Show HN: Journal to Music Making AI App - suyash
https://deardiary.ai
======
suyash
Check out his app we made recently as part of Google Magenta & Gray Area Music
AI Hackathon. DearDiary is one of the winning apps that uses novel interaction
and AI to compose music as you type. It invites you to slow down and share
your thoughts in a musical way.

Feel free to ask any questions and share with others your creations :)

Listen to it here :
[https://deardiary.ai/entry/SgJfq1mr1aVUp1p1w8MP](https://deardiary.ai/entry/SgJfq1mr1aVUp1p1w8MP)

------
gentlereturn
Hi everyone, Devin here. Stephen, Suyash, and I built Dear Diary for the
Bitrate Hackathon in hopes of encouraging more people to journal. Journaling
is proven to alleviate stress, depression, and anxiety. Also as a long time
songwriter and music teacher myself, I love helping more people feel musical.

We used Google's Magenta tools and NLP to help users create music as they
type.

Share something you built with us, and feel free to ask us any questions,
cheers!

[https://deardiary.ai/entry/y94GPozBFY8Rpp3xpsjh](https://deardiary.ai/entry/y94GPozBFY8Rpp3xpsjh)

------
nicolliflower
[https://deardiary.ai/entry/tnsi1vzVhgth8jFdxMBk](https://deardiary.ai/entry/tnsi1vzVhgth8jFdxMBk)

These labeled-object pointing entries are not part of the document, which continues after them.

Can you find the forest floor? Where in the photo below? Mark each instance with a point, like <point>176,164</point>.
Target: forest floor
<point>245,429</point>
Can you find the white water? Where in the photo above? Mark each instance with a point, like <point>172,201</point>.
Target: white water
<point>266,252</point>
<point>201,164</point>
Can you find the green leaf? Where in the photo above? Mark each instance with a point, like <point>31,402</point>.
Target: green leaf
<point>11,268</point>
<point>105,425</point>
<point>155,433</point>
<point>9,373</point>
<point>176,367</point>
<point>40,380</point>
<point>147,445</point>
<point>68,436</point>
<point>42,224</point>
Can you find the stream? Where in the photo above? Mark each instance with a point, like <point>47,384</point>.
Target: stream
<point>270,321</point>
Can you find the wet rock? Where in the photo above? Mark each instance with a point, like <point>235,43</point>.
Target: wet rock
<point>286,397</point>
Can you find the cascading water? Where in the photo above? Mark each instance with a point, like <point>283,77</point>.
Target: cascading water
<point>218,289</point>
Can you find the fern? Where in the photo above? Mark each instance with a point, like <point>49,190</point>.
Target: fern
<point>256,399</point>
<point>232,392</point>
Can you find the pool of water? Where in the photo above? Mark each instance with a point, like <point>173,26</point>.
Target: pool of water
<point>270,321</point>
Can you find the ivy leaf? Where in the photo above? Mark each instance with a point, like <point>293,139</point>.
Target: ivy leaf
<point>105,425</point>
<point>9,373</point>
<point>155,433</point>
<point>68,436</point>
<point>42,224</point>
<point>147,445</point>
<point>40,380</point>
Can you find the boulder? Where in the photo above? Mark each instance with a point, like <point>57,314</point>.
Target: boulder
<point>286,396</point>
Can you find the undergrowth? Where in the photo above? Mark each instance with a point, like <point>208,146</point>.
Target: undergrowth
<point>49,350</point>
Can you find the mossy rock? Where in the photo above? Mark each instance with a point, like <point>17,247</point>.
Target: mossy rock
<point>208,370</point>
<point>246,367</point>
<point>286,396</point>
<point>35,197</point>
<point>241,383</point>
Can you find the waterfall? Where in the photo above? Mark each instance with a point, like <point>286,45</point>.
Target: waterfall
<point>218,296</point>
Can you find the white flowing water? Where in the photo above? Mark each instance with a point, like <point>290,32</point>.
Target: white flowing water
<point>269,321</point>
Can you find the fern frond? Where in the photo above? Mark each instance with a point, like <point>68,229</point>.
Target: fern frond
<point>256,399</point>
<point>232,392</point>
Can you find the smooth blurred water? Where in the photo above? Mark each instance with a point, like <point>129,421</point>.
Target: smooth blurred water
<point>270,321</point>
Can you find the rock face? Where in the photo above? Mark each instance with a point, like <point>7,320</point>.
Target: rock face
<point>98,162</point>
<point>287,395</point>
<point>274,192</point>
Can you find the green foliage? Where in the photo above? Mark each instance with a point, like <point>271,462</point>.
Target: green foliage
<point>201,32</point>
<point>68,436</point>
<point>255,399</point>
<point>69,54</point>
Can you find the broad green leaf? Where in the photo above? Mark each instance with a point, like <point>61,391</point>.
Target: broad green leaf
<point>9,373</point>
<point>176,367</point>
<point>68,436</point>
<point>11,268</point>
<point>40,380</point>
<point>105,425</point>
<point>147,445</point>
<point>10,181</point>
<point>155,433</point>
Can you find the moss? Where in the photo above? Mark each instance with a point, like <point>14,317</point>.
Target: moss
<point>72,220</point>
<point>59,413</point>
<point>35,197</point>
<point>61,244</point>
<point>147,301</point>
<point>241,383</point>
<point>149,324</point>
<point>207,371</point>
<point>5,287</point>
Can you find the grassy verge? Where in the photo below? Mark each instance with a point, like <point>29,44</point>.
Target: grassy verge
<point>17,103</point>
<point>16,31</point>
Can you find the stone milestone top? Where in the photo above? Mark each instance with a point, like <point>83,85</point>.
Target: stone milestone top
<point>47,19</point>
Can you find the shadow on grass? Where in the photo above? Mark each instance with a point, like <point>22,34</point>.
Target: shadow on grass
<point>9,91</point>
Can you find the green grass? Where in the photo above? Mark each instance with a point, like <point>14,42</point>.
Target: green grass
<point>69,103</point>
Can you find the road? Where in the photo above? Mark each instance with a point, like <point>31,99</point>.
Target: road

I love this!!! So cool and creative.

------
courtneyweeh
I love this idea and I like that I can share the entries/unique songs with my
partner...it’s the only way I’ll ever be able to create something musical
(that sounds good)!

------
jingjing2010
I like this project. The way of using character generating piano note is
awesome. The graphic of tree remind me of memory.

------
please_rewind
Pretty cool app! Excited to see where this goes :)